UGANDA: Crimialise Female Genital Mutilation
A group of Members of Parliament have drafted a Bill seeking to criminalise the female genital mutilation (FGM) common among communities in some parts of the country. The MPs are concerned that the Government has not taken the initiative to enact a law criminalising the FGM.
Genital mutilation is most prevalent in Kapchorwa, Bukwo and Karamoja. Studies, however, indicate that the practice also exists in Kamuli, Kamwenge, Isingiro and Masindi.
The FGM is on the rise in Karamoja, where thousands of girls aged 10 to 15 are being circumcised and then forcefully married off, according to the United Nations Population Fund.

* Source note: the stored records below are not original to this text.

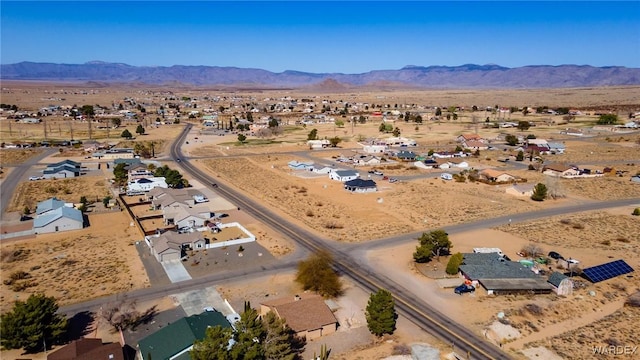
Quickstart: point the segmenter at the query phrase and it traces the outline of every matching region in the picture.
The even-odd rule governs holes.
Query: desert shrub
[[[311,211],[311,209],[307,210],[307,216],[308,217],[313,217],[313,211]]]
[[[244,247],[242,245],[238,246],[238,252],[243,252],[244,251]]]
[[[571,226],[571,227],[574,228],[574,229],[577,229],[577,230],[584,229],[584,225],[581,224],[581,223],[574,223],[573,226]]]
[[[14,261],[26,260],[29,257],[31,250],[16,249],[16,250],[2,250],[0,259],[4,263],[11,263]]]
[[[11,285],[11,290],[15,292],[20,292],[37,285],[38,283],[35,281],[16,282],[13,285]]]
[[[523,253],[525,256],[531,256],[531,257],[536,257],[538,255],[544,254],[542,247],[534,243],[529,243],[528,245],[523,246],[522,249],[520,249],[520,252]]]
[[[630,295],[627,301],[624,302],[625,306],[640,307],[640,291],[633,295]]]
[[[631,213],[631,215],[633,215],[633,216],[640,216],[640,208],[635,208],[635,209],[633,209],[633,212]]]
[[[560,220],[560,224],[564,224],[564,225],[571,225],[571,220],[569,220],[569,219],[562,219],[562,220]]]
[[[533,164],[529,164],[529,166],[527,167],[527,169],[529,169],[529,170],[535,170],[535,169],[536,169],[536,167],[535,167],[535,166],[533,166]]]
[[[303,187],[301,187],[301,188],[300,188],[300,190],[298,190],[298,193],[300,193],[300,194],[304,194],[304,193],[306,193],[306,192],[307,192],[307,188],[306,188],[306,187],[304,187],[304,186],[303,186]]]
[[[538,304],[527,304],[524,306],[524,309],[527,310],[531,315],[540,316],[544,314],[544,309]]]
[[[626,237],[624,237],[624,236],[618,236],[618,237],[616,238],[616,241],[619,241],[619,242],[621,242],[621,243],[625,243],[625,244],[628,244],[628,243],[630,243],[630,242],[631,242],[631,240],[627,239],[627,238],[626,238]]]
[[[324,204],[323,204],[321,201],[316,201],[316,206],[317,206],[317,207],[320,207],[320,206],[322,206],[322,205],[324,205]]]
[[[342,224],[340,224],[340,223],[337,223],[337,222],[335,222],[335,221],[328,221],[328,222],[326,222],[326,223],[324,224],[324,227],[325,227],[326,229],[331,229],[331,230],[333,230],[333,229],[342,229],[342,228],[344,228],[344,225],[342,225]]]
[[[46,191],[49,194],[58,193],[58,189],[54,188],[53,186],[47,186],[47,188],[44,191]]]
[[[18,270],[18,271],[14,271],[11,275],[9,275],[9,278],[11,280],[22,280],[22,279],[28,279],[31,276],[29,275],[28,272],[26,271],[22,271],[22,270]]]
[[[411,355],[411,348],[405,344],[394,345],[391,355]]]
[[[603,240],[600,244],[609,246],[611,245],[611,240]]]

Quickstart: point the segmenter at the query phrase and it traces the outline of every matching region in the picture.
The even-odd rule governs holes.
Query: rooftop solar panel
[[[593,266],[582,270],[584,276],[589,281],[597,283],[604,280],[609,280],[616,276],[628,274],[633,272],[633,268],[629,266],[624,260],[616,260],[610,263]]]

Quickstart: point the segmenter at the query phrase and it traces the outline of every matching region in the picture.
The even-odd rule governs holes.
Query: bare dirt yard
[[[103,176],[80,176],[69,179],[26,181],[18,185],[7,211],[23,211],[25,207],[36,210],[38,202],[51,197],[71,203],[79,203],[82,196],[89,202],[101,202],[111,193]]]
[[[82,230],[3,240],[2,312],[33,293],[66,305],[149,286],[134,246],[142,235],[127,213],[90,215],[89,223]]]
[[[37,149],[0,149],[0,166],[21,164],[39,153]]]

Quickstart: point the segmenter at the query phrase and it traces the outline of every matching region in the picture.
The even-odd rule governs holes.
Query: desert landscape
[[[18,104],[20,109],[37,111],[50,103],[61,105],[103,104],[105,108],[117,108],[124,99],[133,99],[141,104],[145,113],[139,118],[122,124],[117,129],[92,130],[91,137],[115,147],[156,146],[156,159],[179,169],[179,164],[169,158],[168,146],[183,129],[184,123],[193,124],[187,142],[182,146],[185,160],[216,179],[219,186],[232,187],[263,203],[288,221],[310,229],[319,236],[343,245],[359,245],[368,241],[432,230],[444,226],[463,224],[509,214],[560,208],[568,205],[594,203],[618,199],[640,199],[640,185],[629,180],[640,172],[640,134],[637,131],[614,132],[594,129],[598,119],[596,113],[611,112],[626,120],[629,113],[637,112],[637,94],[640,87],[607,87],[545,90],[420,90],[420,91],[335,91],[324,89],[309,91],[229,91],[221,92],[196,87],[173,89],[171,95],[161,87],[150,86],[100,86],[94,84],[53,84],[42,82],[3,82],[3,102]],[[179,95],[178,95],[179,94]],[[209,101],[217,96],[218,102]],[[202,125],[203,114],[189,118],[182,115],[175,123],[162,119],[157,113],[167,98],[182,97],[199,99],[198,109],[222,106],[228,110],[218,114],[222,122],[231,122],[235,117],[246,116],[248,107],[262,108],[264,103],[278,102],[288,98],[308,98],[318,103],[323,100],[343,106],[344,103],[367,104],[370,110],[354,112],[353,116],[367,116],[365,123],[350,123],[352,114],[332,114],[343,120],[334,123],[305,125],[298,122],[300,111],[271,113],[258,112],[261,116],[277,117],[282,131],[266,137],[252,136],[246,132],[246,142],[238,139],[237,131],[228,134],[211,134]],[[64,100],[55,100],[62,99]],[[201,99],[201,100],[200,100]],[[269,100],[265,100],[269,99]],[[178,102],[179,100],[172,100]],[[472,106],[480,108],[471,111]],[[580,110],[580,115],[566,118],[564,115],[522,112],[492,113],[494,108],[522,107],[549,108],[568,107]],[[266,108],[266,106],[264,106]],[[454,107],[457,120],[435,116],[435,108],[447,112]],[[133,107],[135,109],[135,107]],[[553,140],[566,146],[564,154],[541,155],[534,161],[525,159],[521,166],[513,161],[500,161],[515,151],[482,150],[467,158],[472,169],[500,169],[526,179],[526,183],[537,184],[548,181],[546,175],[528,165],[540,162],[558,162],[578,165],[581,168],[602,170],[613,168],[612,173],[602,177],[558,179],[549,186],[558,196],[537,202],[529,197],[516,197],[506,193],[508,184],[488,185],[472,181],[445,181],[439,178],[438,169],[417,168],[411,162],[399,162],[389,158],[373,167],[356,167],[363,178],[368,170],[378,170],[385,176],[395,177],[397,182],[388,182],[373,177],[378,191],[366,194],[347,192],[342,183],[330,180],[326,174],[309,174],[291,170],[290,161],[312,161],[322,165],[353,167],[336,162],[340,156],[353,156],[361,152],[360,142],[370,138],[392,136],[381,133],[382,117],[372,110],[395,110],[401,113],[423,114],[422,123],[396,119],[393,126],[401,136],[416,140],[418,146],[411,148],[416,153],[430,150],[453,151],[456,137],[475,133],[492,143],[502,144],[498,136],[504,133]],[[297,110],[301,110],[297,109]],[[485,119],[489,118],[489,121]],[[40,142],[45,139],[88,139],[90,125],[86,121],[72,120],[61,115],[44,117],[40,124],[22,124],[3,116],[0,120],[0,138],[5,148],[0,150],[0,164],[4,171],[12,171],[26,159],[38,154],[41,148],[11,149],[8,144]],[[156,119],[160,119],[158,122]],[[495,128],[493,123],[528,121],[535,126],[527,130],[517,128]],[[143,124],[144,134],[125,141],[121,136],[125,129],[135,133]],[[91,125],[91,126],[93,126]],[[578,128],[585,136],[575,137],[562,133],[567,128]],[[337,148],[310,151],[307,136],[317,130],[318,139],[340,138]],[[46,134],[46,135],[45,135]],[[62,148],[61,148],[62,150]],[[91,153],[79,147],[64,148],[42,161],[42,164],[69,158],[91,164],[105,161],[87,159]],[[92,165],[93,166],[93,165]],[[616,173],[619,171],[619,173]],[[38,201],[56,196],[77,203],[80,197],[98,199],[111,194],[108,183],[110,172],[103,169],[100,176],[81,176],[73,179],[22,181],[15,189],[8,211],[21,212],[25,207],[33,209]],[[202,185],[202,184],[199,184]],[[7,201],[7,199],[2,199]],[[635,206],[637,207],[637,206]],[[500,247],[505,254],[516,257],[516,253],[531,243],[544,250],[558,251],[580,259],[581,264],[596,265],[609,259],[625,259],[633,268],[640,263],[640,222],[632,216],[634,206],[616,209],[572,213],[552,218],[509,223],[483,232],[451,234],[453,252],[471,252],[474,245]],[[143,211],[143,210],[139,210]],[[144,212],[144,211],[143,211]],[[248,230],[256,234],[258,243],[276,258],[281,259],[294,252],[296,245],[275,233],[264,224],[240,211],[232,213]],[[0,309],[10,308],[15,299],[24,299],[31,293],[43,292],[55,296],[61,305],[79,303],[98,296],[149,287],[149,279],[136,251],[135,242],[142,234],[125,211],[103,214],[89,213],[90,226],[69,233],[43,234],[26,239],[2,240],[3,292]],[[19,226],[3,223],[3,229]],[[114,231],[115,229],[115,231]],[[231,234],[230,236],[234,236]],[[480,241],[480,243],[479,243]],[[429,269],[416,266],[412,252],[416,243],[397,248],[372,250],[366,254],[369,264],[389,271],[389,277],[405,287],[416,288],[416,292],[431,298],[432,302],[448,316],[465,324],[501,344],[510,354],[520,358],[589,358],[591,345],[633,344],[633,335],[640,330],[634,318],[638,308],[625,306],[625,302],[638,286],[635,275],[618,277],[606,282],[591,284],[578,279],[574,293],[567,297],[551,295],[504,295],[490,296],[482,291],[472,296],[460,297],[450,288],[440,288],[436,279],[429,277],[432,266],[440,272],[446,266],[443,258],[428,264]],[[550,264],[551,267],[558,265]],[[581,265],[582,266],[582,265]],[[353,285],[350,285],[353,286]],[[91,289],[91,290],[89,290]],[[300,291],[291,284],[291,277],[274,279],[261,284],[229,283],[219,291],[236,304],[244,299],[258,299],[260,294]],[[368,294],[352,294],[354,306],[366,306]],[[452,306],[451,304],[455,304]],[[504,316],[498,318],[497,314]],[[575,320],[579,319],[579,320]],[[403,320],[405,321],[405,320]],[[616,328],[607,326],[620,323]],[[375,342],[367,339],[362,344],[345,348],[344,352],[332,354],[332,358],[355,360],[382,358],[402,352],[396,345],[406,346],[423,341],[439,347],[443,353],[448,345],[412,328],[412,324],[401,323],[393,342]],[[365,324],[366,325],[366,324]],[[408,330],[411,329],[411,330]],[[416,335],[419,333],[419,335]],[[576,346],[576,338],[581,345]],[[602,342],[602,344],[600,344]],[[534,349],[534,350],[531,350]],[[533,355],[531,355],[533,354]],[[542,354],[542,355],[541,355]],[[3,352],[3,356],[6,353]],[[6,355],[8,356],[8,355]],[[549,357],[550,358],[550,357]]]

Genital mutilation involves the cutting or removal of the clitoris and other vaginal tissue, often under unsanitary conditions. According to the World Health Organisation the prevalence could be 5% in Uganda.
No doubt, FGM threatens the health of women and girls and increases their vulnerability to HIV. It also raises the risk of maternal and infant mortality, harming women's psychological, sexual and reproductive health.

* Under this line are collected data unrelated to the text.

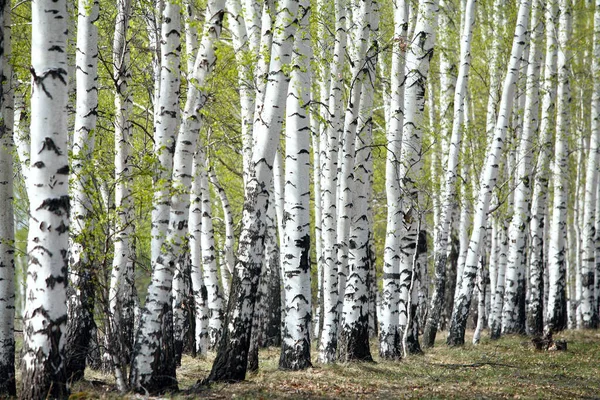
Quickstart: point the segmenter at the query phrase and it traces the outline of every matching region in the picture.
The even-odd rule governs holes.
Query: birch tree
[[[298,30],[286,102],[285,204],[282,264],[285,296],[282,369],[310,367],[310,2],[298,5]]]
[[[400,318],[399,327],[404,332],[410,299],[408,291],[414,258],[416,257],[418,227],[422,217],[422,201],[418,182],[423,179],[422,124],[425,108],[425,88],[433,57],[438,2],[419,3],[415,35],[406,56],[406,92],[404,95],[404,126],[400,154],[401,201],[400,227]]]
[[[554,126],[552,117],[555,111],[556,79],[557,79],[557,42],[556,27],[558,25],[558,1],[546,3],[546,55],[544,60],[544,77],[542,80],[542,106],[540,116],[540,149],[538,153],[531,200],[530,248],[529,248],[529,334],[540,335],[543,331],[544,304],[544,232],[547,215],[549,165],[552,152],[552,136]]]
[[[508,260],[504,277],[504,306],[502,309],[502,333],[525,333],[525,321],[519,318],[518,309],[525,304],[525,288],[520,282],[525,280],[526,237],[531,221],[531,184],[533,138],[537,131],[539,108],[539,76],[542,53],[540,21],[543,4],[533,2],[531,16],[531,40],[527,62],[527,83],[525,93],[525,113],[522,135],[518,139],[517,181],[514,194],[514,214],[508,228]]]
[[[442,302],[444,299],[444,290],[446,286],[446,262],[448,257],[448,237],[452,217],[454,198],[456,197],[456,178],[458,174],[458,158],[462,148],[462,121],[464,117],[464,101],[469,79],[469,69],[471,67],[471,42],[473,38],[473,27],[475,25],[475,5],[474,0],[469,0],[466,4],[466,15],[464,31],[461,34],[460,49],[460,68],[458,78],[456,79],[456,91],[454,93],[454,116],[452,123],[452,137],[450,139],[450,149],[448,152],[448,165],[445,168],[446,178],[444,184],[444,195],[440,215],[440,226],[437,228],[437,237],[435,243],[435,283],[431,297],[431,306],[425,331],[423,333],[423,342],[426,347],[432,347],[435,342],[437,326],[439,324]]]
[[[292,38],[296,32],[298,2],[278,5],[271,48],[264,107],[255,109],[251,175],[247,181],[242,214],[242,233],[227,305],[225,329],[208,381],[240,381],[246,376],[248,349],[258,280],[264,254],[265,214],[268,187],[273,179],[273,162],[283,123],[283,96],[289,78],[284,67],[291,60]]]
[[[501,157],[504,148],[506,130],[514,100],[515,84],[519,73],[519,64],[525,42],[527,41],[529,11],[530,1],[520,1],[508,73],[502,89],[500,111],[498,113],[494,136],[486,156],[484,171],[481,178],[477,207],[473,221],[473,232],[471,233],[469,250],[462,273],[460,292],[456,297],[454,310],[452,311],[452,322],[446,341],[450,346],[462,345],[464,343],[467,316],[471,305],[473,287],[475,285],[475,277],[477,275],[477,266],[479,263],[479,252],[487,225],[487,213],[489,211],[492,191],[496,186],[499,158]]]
[[[595,211],[596,211],[596,186],[599,175],[600,153],[600,2],[595,2],[594,9],[594,38],[592,57],[592,110],[590,137],[590,150],[587,158],[585,207],[583,230],[583,254],[581,256],[581,304],[580,314],[583,328],[598,327],[598,309],[595,305],[595,253],[594,240],[596,236]]]
[[[342,119],[342,89],[340,79],[344,69],[347,44],[346,32],[346,2],[335,0],[335,45],[333,61],[330,70],[330,90],[328,106],[329,120],[327,121],[326,143],[321,151],[321,191],[323,216],[321,230],[323,235],[323,326],[319,339],[319,362],[332,363],[335,361],[338,338],[338,269],[335,244],[337,236],[337,168],[340,136],[344,129]]]
[[[346,134],[344,140],[354,140],[353,153],[355,167],[347,179],[352,179],[352,206],[348,241],[348,274],[342,306],[342,324],[339,342],[340,359],[344,361],[372,360],[369,348],[369,273],[370,260],[370,222],[368,198],[370,195],[369,162],[370,149],[364,143],[371,143],[370,120],[373,106],[373,85],[375,84],[375,66],[377,62],[377,38],[379,29],[379,5],[376,1],[365,1],[357,18],[355,30],[359,30],[355,45],[362,60],[354,61],[356,74],[352,94],[359,90],[360,97],[351,99],[357,107],[351,124],[362,131],[355,135]],[[368,49],[367,49],[368,46]],[[365,50],[362,49],[365,48]],[[365,51],[365,53],[363,53]],[[357,104],[358,103],[358,104]],[[352,137],[354,136],[354,137]],[[358,147],[357,147],[358,146]],[[348,190],[348,189],[346,189]]]
[[[179,124],[179,5],[167,1],[162,21],[159,115],[154,140],[158,170],[154,179],[152,209],[152,278],[146,303],[141,310],[130,372],[132,388],[149,393],[177,388],[171,304],[175,261],[171,249],[167,250],[172,242],[165,243],[165,234],[169,225],[171,204],[169,178],[173,168],[175,134]]]
[[[569,57],[567,45],[571,34],[571,2],[559,1],[558,29],[558,89],[556,94],[556,138],[554,145],[554,198],[550,222],[548,249],[548,308],[544,331],[554,333],[567,327],[566,293],[566,243],[567,237],[567,187],[568,142],[570,129],[569,104],[571,102]]]
[[[113,79],[115,82],[115,243],[109,289],[111,318],[106,324],[107,352],[120,391],[127,389],[127,365],[133,350],[134,269],[133,269],[133,203],[131,65],[127,35],[131,1],[117,2],[113,37]]]
[[[398,332],[400,301],[400,154],[402,149],[402,125],[404,124],[404,68],[406,35],[408,30],[408,4],[394,4],[394,42],[390,75],[390,118],[386,124],[385,182],[387,198],[387,225],[383,250],[383,293],[379,327],[379,355],[386,359],[400,357],[400,333]]]
[[[32,3],[31,161],[23,399],[65,397],[69,245],[67,4]]]
[[[80,1],[77,16],[76,84],[77,99],[75,134],[73,135],[72,208],[70,286],[74,293],[69,297],[67,323],[67,376],[80,380],[88,355],[89,341],[96,327],[94,302],[96,268],[92,265],[90,251],[86,251],[88,231],[92,227],[89,198],[89,165],[94,150],[94,134],[98,114],[98,1]],[[87,240],[86,240],[87,239]],[[89,249],[89,247],[88,247]]]
[[[0,396],[16,396],[13,212],[14,91],[10,2],[0,3]]]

The step taken by the MPs to criminalise FGM has been long overdue. It is hard to understand why up to this time there is no law in place to charge the perpetrators of genital mutilation.

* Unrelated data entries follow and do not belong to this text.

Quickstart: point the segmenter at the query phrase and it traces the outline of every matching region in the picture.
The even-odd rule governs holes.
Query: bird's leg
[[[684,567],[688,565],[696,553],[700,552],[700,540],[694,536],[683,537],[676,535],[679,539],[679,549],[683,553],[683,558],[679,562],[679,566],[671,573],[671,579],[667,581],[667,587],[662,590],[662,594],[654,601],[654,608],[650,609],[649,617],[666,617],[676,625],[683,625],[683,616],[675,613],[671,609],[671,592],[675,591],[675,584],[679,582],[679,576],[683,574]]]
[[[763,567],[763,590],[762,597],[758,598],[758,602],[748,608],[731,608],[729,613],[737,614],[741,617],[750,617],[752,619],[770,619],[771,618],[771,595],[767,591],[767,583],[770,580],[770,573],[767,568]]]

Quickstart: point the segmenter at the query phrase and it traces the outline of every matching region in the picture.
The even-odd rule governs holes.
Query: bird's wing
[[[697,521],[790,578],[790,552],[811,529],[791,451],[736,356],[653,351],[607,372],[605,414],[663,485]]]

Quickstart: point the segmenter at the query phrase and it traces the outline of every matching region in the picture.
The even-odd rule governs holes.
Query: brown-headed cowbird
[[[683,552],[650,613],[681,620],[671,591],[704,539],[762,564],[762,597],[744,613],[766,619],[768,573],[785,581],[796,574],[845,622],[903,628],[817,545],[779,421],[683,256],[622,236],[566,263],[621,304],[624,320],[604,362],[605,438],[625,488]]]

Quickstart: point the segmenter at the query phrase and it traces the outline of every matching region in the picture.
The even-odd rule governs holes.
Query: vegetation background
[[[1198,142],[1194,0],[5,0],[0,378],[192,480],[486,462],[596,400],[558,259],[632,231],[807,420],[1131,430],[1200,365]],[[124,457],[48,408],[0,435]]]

So far it appears the Government has adopted a strategy of creating public awareness to persuade the communities involved to discard the practice. Obviously, the campaign has not been very successful in view of the fact that the FGM is rising among the Pokot and Tepeth in Karamoja.
Kapchorwa Local government has already passed a by-law abolishing, prohibiting and criminalising the FGM. Nonetheless, the district councils are restricted and cannot impose serious punishment for criminal offenses. Local governments, for example, cannot impose a jail term exceeding six months.
The by-law enacted by the Kapchorwa district council, therefore, cannot impose deterrent punishment. A national law must be enacted to deal with the perpetrators of this inhuman, degrading and primitive practice.